Most automation focuses on the first loop. AI Job Search also gives attention to the second.
Risks and Good Boundaries
This kind of tool needs careful boundaries.
The project is strongest when it improves truth, relevance, structure, and review. It is weakest if someone uses it to mass-generate applications without reading them.
The good news is that the workflow explicitly avoids fabricating claims. It is built around your profile and source documents. That should be treated as a hard rule.
The human still owns the application. The agent can draft, evaluate, revise, and verify layout. But the candidate must decide whether the role is genuinely interesting, whether the claims are accurate, and whether the final voice still sounds like them.
My Take
AI Job Search is compelling because it turns job applications into a repeatable workflow rather than a blank-page panic.

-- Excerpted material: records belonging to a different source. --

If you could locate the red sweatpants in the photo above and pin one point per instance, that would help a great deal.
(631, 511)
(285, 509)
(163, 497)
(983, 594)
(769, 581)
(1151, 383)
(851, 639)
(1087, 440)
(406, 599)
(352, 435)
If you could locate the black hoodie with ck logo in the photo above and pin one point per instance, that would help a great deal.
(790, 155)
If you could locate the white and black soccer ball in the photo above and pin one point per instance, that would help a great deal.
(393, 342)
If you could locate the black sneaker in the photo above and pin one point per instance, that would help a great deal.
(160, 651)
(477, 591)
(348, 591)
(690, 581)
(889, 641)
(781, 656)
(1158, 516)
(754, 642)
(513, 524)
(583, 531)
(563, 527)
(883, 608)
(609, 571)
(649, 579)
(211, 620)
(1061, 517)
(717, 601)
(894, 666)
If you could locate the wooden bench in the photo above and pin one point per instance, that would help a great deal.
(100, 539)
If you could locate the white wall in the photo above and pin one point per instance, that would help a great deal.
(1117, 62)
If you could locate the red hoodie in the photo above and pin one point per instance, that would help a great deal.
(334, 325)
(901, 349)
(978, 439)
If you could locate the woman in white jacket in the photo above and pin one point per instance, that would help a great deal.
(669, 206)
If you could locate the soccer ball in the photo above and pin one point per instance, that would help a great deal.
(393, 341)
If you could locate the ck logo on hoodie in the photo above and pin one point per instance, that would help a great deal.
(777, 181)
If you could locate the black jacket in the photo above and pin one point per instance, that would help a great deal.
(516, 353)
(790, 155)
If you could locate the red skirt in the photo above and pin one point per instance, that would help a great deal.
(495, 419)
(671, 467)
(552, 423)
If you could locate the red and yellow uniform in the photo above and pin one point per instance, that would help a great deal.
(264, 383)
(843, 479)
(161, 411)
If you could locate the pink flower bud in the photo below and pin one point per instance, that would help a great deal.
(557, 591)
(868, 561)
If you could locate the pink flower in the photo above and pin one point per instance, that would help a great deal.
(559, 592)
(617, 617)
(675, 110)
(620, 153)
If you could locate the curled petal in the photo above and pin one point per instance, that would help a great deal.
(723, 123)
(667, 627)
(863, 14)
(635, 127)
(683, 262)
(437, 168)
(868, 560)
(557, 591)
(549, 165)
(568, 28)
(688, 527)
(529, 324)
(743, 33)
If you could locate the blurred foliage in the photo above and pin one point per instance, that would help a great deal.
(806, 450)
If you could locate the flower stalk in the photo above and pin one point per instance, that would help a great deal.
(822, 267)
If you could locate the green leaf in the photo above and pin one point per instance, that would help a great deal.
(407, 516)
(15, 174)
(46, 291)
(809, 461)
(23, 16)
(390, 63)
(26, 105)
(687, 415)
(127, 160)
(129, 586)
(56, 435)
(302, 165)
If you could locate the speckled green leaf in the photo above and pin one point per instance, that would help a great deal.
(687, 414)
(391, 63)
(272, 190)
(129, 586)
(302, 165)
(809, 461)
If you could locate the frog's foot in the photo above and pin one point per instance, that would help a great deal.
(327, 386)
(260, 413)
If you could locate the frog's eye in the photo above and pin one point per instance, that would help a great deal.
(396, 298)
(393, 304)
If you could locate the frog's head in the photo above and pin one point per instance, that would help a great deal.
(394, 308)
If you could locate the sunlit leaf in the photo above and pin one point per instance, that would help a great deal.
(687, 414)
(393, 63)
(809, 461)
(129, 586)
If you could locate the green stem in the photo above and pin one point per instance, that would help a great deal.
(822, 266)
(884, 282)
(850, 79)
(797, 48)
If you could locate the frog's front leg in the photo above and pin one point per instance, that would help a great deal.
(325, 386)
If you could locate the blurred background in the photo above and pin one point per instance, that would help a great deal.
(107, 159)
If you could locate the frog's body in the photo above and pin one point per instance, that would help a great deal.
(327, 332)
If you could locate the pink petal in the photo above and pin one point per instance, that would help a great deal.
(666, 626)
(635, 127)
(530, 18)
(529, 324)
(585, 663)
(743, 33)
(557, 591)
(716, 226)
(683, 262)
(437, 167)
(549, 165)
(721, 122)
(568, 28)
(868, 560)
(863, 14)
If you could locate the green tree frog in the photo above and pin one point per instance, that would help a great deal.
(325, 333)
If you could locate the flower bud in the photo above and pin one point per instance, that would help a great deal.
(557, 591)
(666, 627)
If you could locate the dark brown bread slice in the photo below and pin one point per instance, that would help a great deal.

It uses Claude Code in a way that fits the medium: commands, skills, source documents, review agents, file outputs, LaTeX compilation, and checklists.
For candidates, the value is not that AI writes a cover letter. The value is that the application pipeline becomes more structured: fit first, evidence second, draft third, review fourth, verify fifth.
For developers, the repo is also a useful pattern for personal AI workflows. It shows how to wrap an LLM around a real process with files, commands, templates, reviewers, and verification gates.
If you are job searching and already comfortable with Claude Code, MadsLorentzen/ai-job-search is worth studying, even if you adapt the portal search layer for your own market.